Technical Applications Manager: ISCO
Dr. Brant Smith is the Technical Applications Manager for In Situ Chemical Oxidation (ISCO) technologies at PeroxyChem. With over 15 years of experience, Dr. Smith has designed and implemented numerous field applications and bench scale tests involving ISCO, in situ bioremediation, in situ chemical reduction, and metals stabilization. He has been an author on over 70 presentations at national and international conferences and his research have been published in journals including Environmental Science and Technology, Journal of Contaminant Hydrology, Environmental Toxicology and Chemistry, Journal of Environmental Science and Health, and Journal of Environmental Engineering. Dr. Smith has been a co-Principal Investigator for a research grant (ER-2132) awarded by through the Strategic Environmental Research and Development Program (SERDP) and is a chapter co-author for the book In Situ Chemical Oxidation for Groundwater Remediation (Siegrist, et al., 2011). Dr. Smith obtained a Bachelor's of Science with the majors of Civil and Environmental Engineering and Economics from Worcester Polytechnic Institute, and a Master of Science and Ph.D in Civil Engineering from Washington State University. He is a registered Professional Engineer in Washington State.
FLASH POSTER PRESENTATION
Treatment of 1,4-Dioxane Comingled with TCA and DCA Using Both Oxidative and Reductive Pathways
In situ chemical oxidation (ISCO) has been applied at thousands of sites to treat a wide assortment of environmental contaminants of concern. Part of ISCO's wide spread appeal is that research has shown that specific ISCO technologies including catalyzed hydrogen peroxide (i.e. Fenton's reagent) and certain types of activated persulfate will create both oxidative and reductive pathways. This has allowed these types of ISCO technologies to be able to treat contaminants including 1,1,1-trichloroethane (TCA) and carbon tetrachloride in addition to compounds that are typically degraded using the oxidative pathway such as BTEX, PAHs and chlorinated ethenes.
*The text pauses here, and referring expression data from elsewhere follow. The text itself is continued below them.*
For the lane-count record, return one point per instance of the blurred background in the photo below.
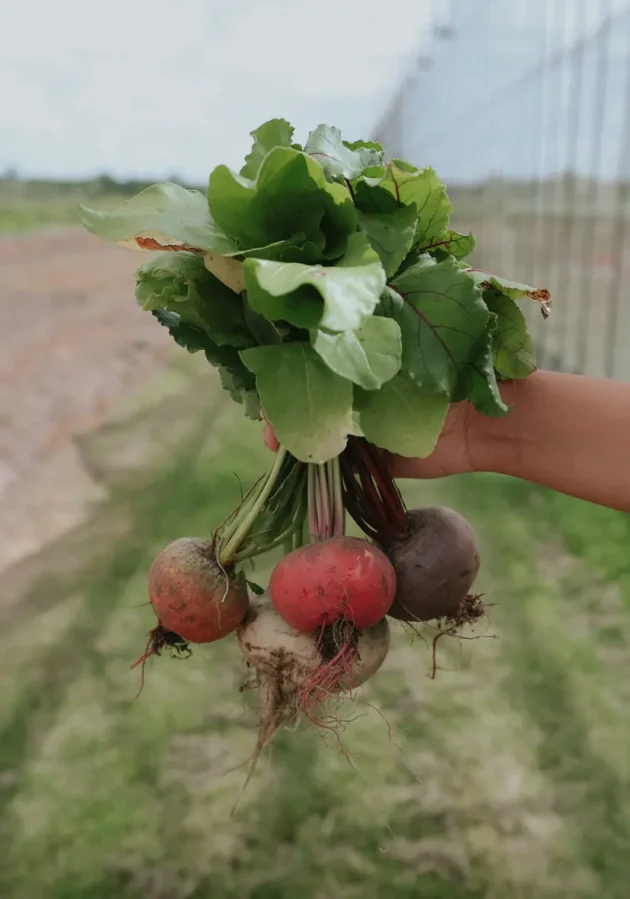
(507, 775)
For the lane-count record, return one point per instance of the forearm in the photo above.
(566, 432)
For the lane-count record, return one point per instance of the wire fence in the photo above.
(524, 111)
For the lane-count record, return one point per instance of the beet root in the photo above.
(192, 595)
(297, 672)
(436, 564)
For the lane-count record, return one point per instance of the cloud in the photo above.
(175, 87)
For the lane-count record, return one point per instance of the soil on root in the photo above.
(159, 640)
(469, 611)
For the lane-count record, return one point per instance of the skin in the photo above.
(570, 433)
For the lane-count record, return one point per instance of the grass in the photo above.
(506, 775)
(32, 210)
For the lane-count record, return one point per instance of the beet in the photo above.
(192, 595)
(436, 563)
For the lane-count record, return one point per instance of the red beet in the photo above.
(344, 578)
The industrial additive 1,4-dioxane is an example of a compound that is readily treated by ISCO using the oxidative pathway when either the hydroxyl and sulfate radical is generated. However, a common issue associated with treating 1,4-dioxane is that it is often comingled with compounds such as TCA or daughter products including dichloroethanes (DCA), both of which are primarily degraded using the reductive pathway.
While sodium persulfate has been applied at thousands of sites, potassium persulfate is new to North America having primarily been applied in Europe and Canada. The benefits of potassium persulfate are its low solubility allowing for extended persistence in the subsurface compared to sodium persulfate.
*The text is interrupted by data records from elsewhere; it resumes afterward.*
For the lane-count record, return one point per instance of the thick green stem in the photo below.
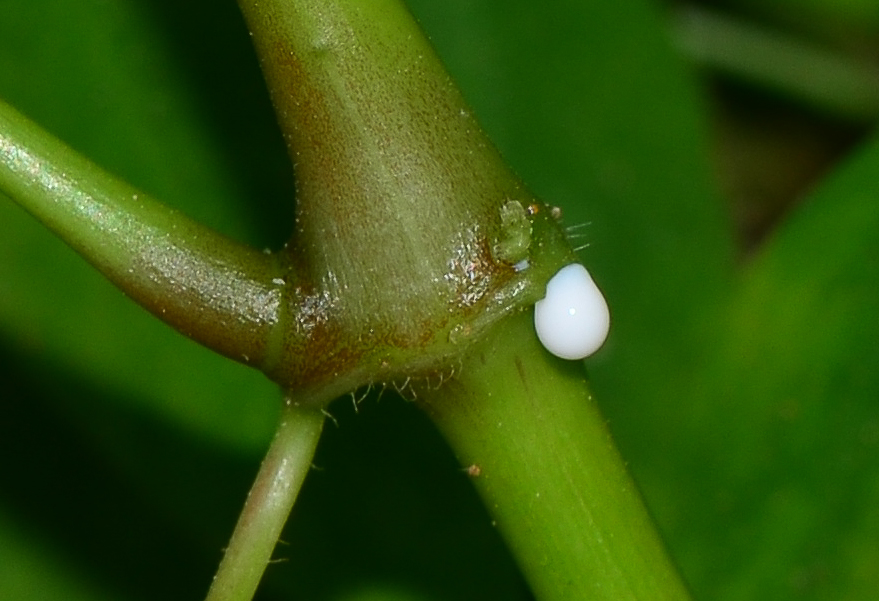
(268, 504)
(818, 76)
(400, 196)
(546, 467)
(216, 291)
Activated potassium persulfate was selected for several studies as it was intended to be used as a permeable reactive barrier (PRB) to treat dilute contaminant plumes containing 1,4-dioxane comingled with TCA or DCA at multiple sites. Longevity tests showed potassium persulfate persisted for 65 pore volumes at 20 C and 180 pore volumes at 4 C. The rate of release of potassium persulfate was linear for most of this duration allowing prediction of PRB persistence of months to years depending upon aquifer temperature and linear groundwater velocity. The data also showed treatment of 1,4-dioxane to below the detection limits with any of the activators used. However, the TCA and DCA daughter products were only treated to below the detection limits when the reductive degradation pathway was created. Multiple compounds were used to create these reductive conditions including calcium peroxide and hydrated lime.